Don’t worry if you take a step backwards, it will inevitably happen at some point for all sorts of reasons. Especially as you get fitter as it becomes harder to maintain peak form for more than a couple of months at a time. I don’t know what your starting point was in December, but if that was ground zero then you have probably just reached your first training plateau and simply need some more dedicated recovery. Maybe a base block to keep ticking over ready for the next big push?


I guess the plans I’ve signed up to have been quite intense.

I hadn’t done much cycling at all last 5 years with only occasional runs etc before getting kickr in December 2020.

From the start of the year it’s roughly been

7 weeks of All-Purpose Road (intermediate)
2weeks TOS + recovery week
3 weeks MAP block (my 4DP weakness)
1 week HM/FF
10 weeks eSports racing (60min+)

The last 10 weeks have got me about 8 weeks through the eSports (as I pushed the calendar back a couple of times) so just did the HM this morning.

HM FTP & MAP came out 3% below the settings I’d been using (which themselves were mid points between the HM/FF I did prior to the plan). Legs still felt weak so quite pleased it was only a 3% drop to be honest.

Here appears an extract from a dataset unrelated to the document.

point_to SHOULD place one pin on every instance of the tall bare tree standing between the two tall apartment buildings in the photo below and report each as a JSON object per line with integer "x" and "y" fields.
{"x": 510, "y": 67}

My thinking at the moment is to maybe do an endurance/FTP block or something where I ease off a bit, maybe some outdoor rides on feel etc and then go back to the All Purpose Intermediate.

Still decent fitness gains so far this year, as you’d sort of expect after so long in couchlandria, but I’d hoped the steep upwards trajectory would last a bit longer!!

If it were me I would probably do a 3-4 week base block at this point with the aim of total recovery. An FTP block is not really what I would call easing off (I’ve made that very mistake myself!). With a base block you will pretty much maintain your current fitness level (might even go up as you recover) and put yourself in a much stronger position to continue building. Your training load has been pretty high now for 23 weeks. That’s a long time, especially starting from scratch. I know the plans have built-in recovery, but sometimes you really need more than that when doing multiple build plans back-to-back.


Aaaah!! Still going backwards!! By way of an update I thought maybe a picture paints a thousand words (and I love Excel & PowerPoint). So I did a HM ramp test on 16 June and had indeed slid back a bit. After that found it difficult to find time (and some motivation) for indoor sessions but was doing maybe 1 a week and some riding outdoors. Started a new indoor plan last week but still getting toasted so did another HM tonight. Back to where I was in February!! :frowning: (actually my results make a sad face themselves!). Looking back now I think a big factor was life just getting a whole lot busier as summer came a long and normal activities resumed post lockdowns. So much harder to regularly find time to train when a million other pulls on your time!

@WillD That doesn’t look that bad. You can’t always be peaking anyway. Hang in there for the rest of the summer and focus on reconnecting in the offseason.